29 Haziran 2011 Çarşamba

Vallahi Biz de Yolumuzdan Dönmeyeceğiz

16 Temmuz’da Hatay’a doğru yola çıkacak olmamıza ithafen hareketin adı “16 Temmuz Gençlik Hareketi” olmuştu. Hararetli geçen birinci toplantıdan sonra ikinci toplantı için çağrı yapıldı.

İlk toplantıda akşam namazını beraberce eda edip dağıldığımız mescitte buluşacaktık. İlk buluşmanın tadı damağımdaydı. Sultanahmet’te iki arkadaşla buluşup Fatih’e yürüdük.

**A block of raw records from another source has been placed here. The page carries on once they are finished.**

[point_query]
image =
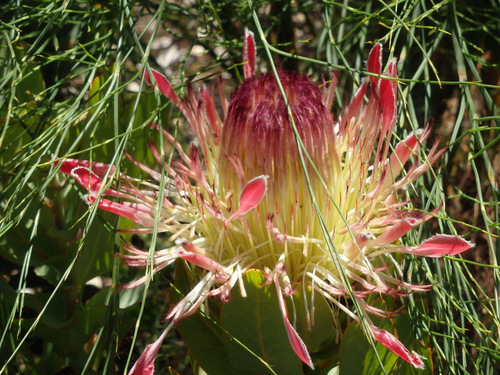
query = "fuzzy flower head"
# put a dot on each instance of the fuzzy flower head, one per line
(278, 184)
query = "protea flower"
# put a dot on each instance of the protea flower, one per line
(279, 185)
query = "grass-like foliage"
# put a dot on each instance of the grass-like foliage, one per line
(72, 85)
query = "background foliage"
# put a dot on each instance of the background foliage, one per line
(71, 86)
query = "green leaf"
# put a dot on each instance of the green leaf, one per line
(256, 321)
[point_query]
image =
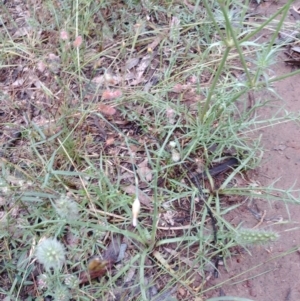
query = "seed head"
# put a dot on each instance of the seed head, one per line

Mescite yaklaştıkça heyecanım daha da büyüyordu. Her adımda aklıma “hürriyet” için sokaklara dökülen gençler geliyordu. Ben de onlar için bir şey yapmak istiyordum. Suriyeli kardeşlerimin gerçekleştireceklerini ümit ettiğim devrimde, Allah’ın bana da bir görev vereceğine inanıyordum.

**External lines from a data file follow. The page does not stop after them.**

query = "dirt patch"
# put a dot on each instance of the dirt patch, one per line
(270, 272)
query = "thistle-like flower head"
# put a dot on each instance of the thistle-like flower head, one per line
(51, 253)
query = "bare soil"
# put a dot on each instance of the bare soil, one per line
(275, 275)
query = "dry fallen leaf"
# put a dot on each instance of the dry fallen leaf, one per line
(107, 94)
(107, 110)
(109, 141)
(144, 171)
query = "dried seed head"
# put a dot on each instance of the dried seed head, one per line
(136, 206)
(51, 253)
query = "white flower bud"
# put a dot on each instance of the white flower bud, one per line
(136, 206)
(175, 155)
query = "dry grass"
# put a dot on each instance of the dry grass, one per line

Mescide yaklaştığımda Türkiye’de zihinlerimize kazınan “bizden devrim çıkmaz” söylemi aklıma geliverdi. Kendi kendime “Acaba ilk toplantıdaki gibi kalabalık olacak mıyız?” diye sormaya başladım. Ezberleri bozmak kolay değildi elbet. Şeytan tetikte bekliyordu.

Avluya girdiğimde hemen camdan içeri baktım. O an içimin yağları eridi. İlk toplantıdan daha kalabalık bir gençlik kitlesi içeride tartışıyordu. “Esselamunaleyküm” deyip Ortadoğudaki tüm sınırları yıkarcasına içeri girdim. “Aleykümselam” cevabını alınca, “Hala bir ümit var Selman” dedim içimden.

Mescitte yapılan toplantı genele açıktı. Yürütme kurulu toplantısı başka bir mekanda yapılacaktı. Genel toplantı bittikten sonra akşam namazları kılınıp Yürütme Kurulu olarak At Pazarı Meydanı’na geçildi.

Otuz kişiydik. Mekana yerleşmemiz biraz zaman aldı. Bu gençlik devrimine yürek değil, sandalye de dayanmıyordu.

Derviş devrimcilerin çayı demli olur deyip çaylarımızı söyledik. Ana gündem maddelerini istişare ettik. Hakan Albayrak’ın hafta içinde “16 Temmuz Gençlik Hareketi” bildirisini köşesinde yayınlayacağı haberiyle mest olduk. Türkiye’nin dört bir tarafından arayanlar telefonlarımızı bir an olsun boş bırakmıyordu. Allah’a şükürler olsun, farklı düşüncelere sahip olmamıza karşılık hep orta yolu bulduk.

Dağılırken herkes birbirine sıkıca sarıldı. Yüzler gülüyordu. Mutluyduk. Çünkü Müslüman kardeşlerimiz için yola çıkmıştık. O an aklıma Suriyeli devrimci bir genç geldi.

Devrimci gencin bulunduğu şehir muhaliflerin eline geçmiş. Bir haftadır muhalifler şehri kontrol ediyorlarmış. Bu genç bir gün Şam’a gelmiş. Şam’daki bir grup gençle buluşmuş. Kendisine halini hatrını soranlara, “Vallahi bir haftadır hürriyet’in tadını aldım. Bir daha da bırakmayacağım!” cevabını veriyormuş.

Biz de Türkiyeli gençler olarak hayatımızda ilk defa hürriyet isteyen kardeşlerimize destek olmanın heyecanını ve hazzını aldık. Vallahi biz de yolumuzdan geri dönmeyeceğiz!

Selman Maltaş

1 yorum:

  1. Biz de Türkiyeli gençler olarak hayatımızda ilk defa hürriyet isteyen kardeşlerimize destek olmanın heyecanını ve hazzını aldık. Vallahi biz de yolumuzdan geri dönmeyeceğiz! bu ne güzel tespittir!